Whether that makes you more comfortable or not depends at least on whether you believe that congressional and judicial oversight are sufficient. Though one may not agree with where the line was drawn, there was a conscious effort to craft the legislation with nods to protecting individual rights and setting strict limitations. It's right to be concerned, but I don't find that there is authority to generally "bug libraries" or randomly troll through check-out records as the columnist implies.

That there has been an increase in warrants and subpoenas under the act is implied by the increase from 7 to 11 of FISA judges.
posted by dhartung at 9:56 AM on November 6, 2002


Don't worry, more likely than not, your local librarian is looking out for you.

I've always considered librarians to be up there with cops and firefighters in the "noble, underappreciated professions" category.
posted by oissubke at 10:00 AM on November 6, 2002


dhartung makes good points. It's fine to criticize something, but you should at least criticize what it actually is. In this case, this act does not allow law enforcement to simply show up and ask for your records. As I stated in the earlier thread:

The FBI can not simply walk into a library and ask for your records, or do a search of all users to see whether someone checked out a particular book. If, on the other hand, you are a terrorist suspect, and there is sufficient evidence of that to kick in the government's investigative powers, then your records might be searched to see what kind of books you might have checked out. I can think of types of books that aren't (obviously) illegal, but could provide law enforcement with additional information on which to pursue their investigation.

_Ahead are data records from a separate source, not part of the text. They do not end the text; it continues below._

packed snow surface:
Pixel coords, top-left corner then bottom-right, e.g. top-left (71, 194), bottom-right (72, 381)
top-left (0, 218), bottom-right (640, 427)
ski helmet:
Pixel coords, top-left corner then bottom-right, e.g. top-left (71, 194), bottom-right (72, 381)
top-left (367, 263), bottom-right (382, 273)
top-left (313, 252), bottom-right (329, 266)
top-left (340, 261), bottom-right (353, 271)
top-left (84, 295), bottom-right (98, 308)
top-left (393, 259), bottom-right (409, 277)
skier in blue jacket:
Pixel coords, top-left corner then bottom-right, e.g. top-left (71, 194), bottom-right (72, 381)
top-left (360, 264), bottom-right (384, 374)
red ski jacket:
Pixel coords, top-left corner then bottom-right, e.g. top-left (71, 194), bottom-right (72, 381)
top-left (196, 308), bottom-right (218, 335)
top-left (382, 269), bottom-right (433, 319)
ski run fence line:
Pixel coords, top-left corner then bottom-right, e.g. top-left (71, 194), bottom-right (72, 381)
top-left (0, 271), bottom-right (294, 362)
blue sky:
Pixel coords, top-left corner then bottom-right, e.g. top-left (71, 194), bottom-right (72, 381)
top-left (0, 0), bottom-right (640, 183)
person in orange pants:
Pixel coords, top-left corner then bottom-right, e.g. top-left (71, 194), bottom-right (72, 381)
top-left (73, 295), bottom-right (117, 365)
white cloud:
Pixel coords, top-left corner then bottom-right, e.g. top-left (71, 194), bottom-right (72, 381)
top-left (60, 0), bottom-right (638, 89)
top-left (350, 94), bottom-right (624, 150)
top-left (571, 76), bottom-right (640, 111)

And again, whether the book is problematic in the abstract isn't the issue. Nor is the act of renting a book itself. The question is whether knowing which book a particular suspect checked out could prove helpful in the investigation of a criminal matter. Again, as I said in the other thread:

I can conceive of a situation in which the U.S. has reason to believe an individual has connections to al Queda. They ask the library he is known to frequent to produce the list of items the man has checked out. I would think that if he has checked out books that discuss the explosive qualities of fertilizer, or how to fly a plane, or charts of the local water supply, that might just be helpful information for an investigation.
posted by pardonyou? at 10:18 AM on November 6, 2002


My friend the librarian tells me that one of the requirements for any professional library software is that it destroy the link between patron and book as soon as the book is returned. The ALA and other library organizations are definitely concerned about this. The ALA Advocacy page links to some very interesting material.
posted by SealWyf at 10:25 AM on November 6, 2002


No records subpoena may be initiated solely on the basis of protected political activities. (Say, checking out The anarchist Cookbook.)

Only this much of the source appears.